Full-time employment fell by 46,700, extending a pattern that has erased roughly 111,000 full-time positions year-to-date. Losses were broad-based, with 10 of 16 sectors declining, the weakest breadth since 2009. Goods-producing industries shed a combined 26,800 jobs, led by construction (-15,700) and resources (-5,500), while manufacturing recorded only a small monthly decline but has cumulatively lost nearly 60,000 jobs since the start of 2025. Services posted a marginal gain, with increases in health care and social assistance (+17,500), management services (+21,500), and accommodation and food services (+13,000) partially offset by a sharp drop in culture, information and recreation (-24,800).
Regionally, Quebec lost 43,300 jobs, pushing its unemployment rate up 0.8 percentage points to 6.2 per cent, largely offset by a 42,400 gain in Ontario. Youth unemployment also rose, climbing back to 14.3 per cent.
Wage data offered a mixed signal. Headline average hourly earnings held at 4.5 per cent year-over-year, but Statistics Canada’s constant-composition measure, which controls for shifts in the composition of employment, eased to 3.4 per cent, a reading more consistent with a softening labour market and corroborating indicators. Total hours worked in April are tracking roughly 1 per cent annualized below the Q1 average, pointing to a sluggish handoff into Q2 GDP.

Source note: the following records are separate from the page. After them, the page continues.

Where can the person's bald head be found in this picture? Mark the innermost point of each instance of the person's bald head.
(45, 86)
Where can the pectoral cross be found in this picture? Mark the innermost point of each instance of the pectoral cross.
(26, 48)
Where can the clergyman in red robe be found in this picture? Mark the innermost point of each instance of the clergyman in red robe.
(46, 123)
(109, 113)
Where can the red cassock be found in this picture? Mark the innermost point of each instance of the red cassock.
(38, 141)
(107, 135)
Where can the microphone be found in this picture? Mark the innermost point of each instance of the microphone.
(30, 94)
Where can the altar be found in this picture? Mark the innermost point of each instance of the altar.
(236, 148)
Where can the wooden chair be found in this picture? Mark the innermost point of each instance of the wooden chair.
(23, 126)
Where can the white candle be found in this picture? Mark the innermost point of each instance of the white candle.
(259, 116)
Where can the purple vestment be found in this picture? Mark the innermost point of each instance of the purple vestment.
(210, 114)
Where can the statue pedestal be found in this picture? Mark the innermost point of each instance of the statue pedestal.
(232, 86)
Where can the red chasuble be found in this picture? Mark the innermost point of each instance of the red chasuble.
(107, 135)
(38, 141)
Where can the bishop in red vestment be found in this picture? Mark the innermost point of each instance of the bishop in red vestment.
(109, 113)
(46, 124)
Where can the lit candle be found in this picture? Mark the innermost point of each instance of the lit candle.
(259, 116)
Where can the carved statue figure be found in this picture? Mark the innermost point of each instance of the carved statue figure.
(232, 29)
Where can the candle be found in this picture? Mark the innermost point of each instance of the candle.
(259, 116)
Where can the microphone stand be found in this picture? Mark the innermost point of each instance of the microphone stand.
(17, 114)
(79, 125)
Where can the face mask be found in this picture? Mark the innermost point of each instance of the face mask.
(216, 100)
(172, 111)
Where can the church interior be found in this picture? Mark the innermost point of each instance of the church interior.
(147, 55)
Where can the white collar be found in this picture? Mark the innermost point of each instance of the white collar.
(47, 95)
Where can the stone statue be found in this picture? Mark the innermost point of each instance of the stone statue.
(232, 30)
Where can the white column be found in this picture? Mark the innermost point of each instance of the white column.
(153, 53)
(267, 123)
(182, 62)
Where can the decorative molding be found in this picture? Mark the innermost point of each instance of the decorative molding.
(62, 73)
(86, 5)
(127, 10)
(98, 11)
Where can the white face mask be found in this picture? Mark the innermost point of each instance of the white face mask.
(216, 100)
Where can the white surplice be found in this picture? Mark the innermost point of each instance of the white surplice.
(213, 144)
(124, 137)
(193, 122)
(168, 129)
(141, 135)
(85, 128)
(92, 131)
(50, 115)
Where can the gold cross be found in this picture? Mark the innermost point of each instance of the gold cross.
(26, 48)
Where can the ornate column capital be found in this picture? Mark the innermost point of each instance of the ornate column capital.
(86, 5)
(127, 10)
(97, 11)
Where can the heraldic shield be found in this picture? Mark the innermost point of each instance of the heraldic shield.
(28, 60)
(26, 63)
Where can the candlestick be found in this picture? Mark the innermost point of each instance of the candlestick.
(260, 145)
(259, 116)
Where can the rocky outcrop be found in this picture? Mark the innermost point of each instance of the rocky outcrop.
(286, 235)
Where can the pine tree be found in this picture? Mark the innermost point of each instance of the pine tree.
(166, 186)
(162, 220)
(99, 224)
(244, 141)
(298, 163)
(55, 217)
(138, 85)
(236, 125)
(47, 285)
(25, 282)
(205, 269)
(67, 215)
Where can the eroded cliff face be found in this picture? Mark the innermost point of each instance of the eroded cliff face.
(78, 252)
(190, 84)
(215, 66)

Rising unemployment is always a concern given its close correlation with mortgage defaults. However, the data should be examined both on a regional basis and by age cohort. Employment among the 25-54 age group was broadly steady, while declines were concentrated in the 15-24 and 55+ segments. These groups tend to be less central to core mortgage market dynamics. Looking at Ontario cities since December 2025, unemployment rates have moved unevenly across communities dependent upon manufacturing, with no clear directional trend emerging to date.
The April release reinforces the case for the Bank’s wait-and-see posture and pushes back against market pricing of further tightening later this year. With slack visibly rebuilding in the labour market and constant-composition wage growth decelerating, the risk of second-round inflation effects from the recent energy price shock appears contained. Combined with subdued housing activity, modest credit growth, and consumers facing higher expenses, the balance of risks tilts the policy bias toward patience and, should weakness persist, toward eventual easing rather than further restraint.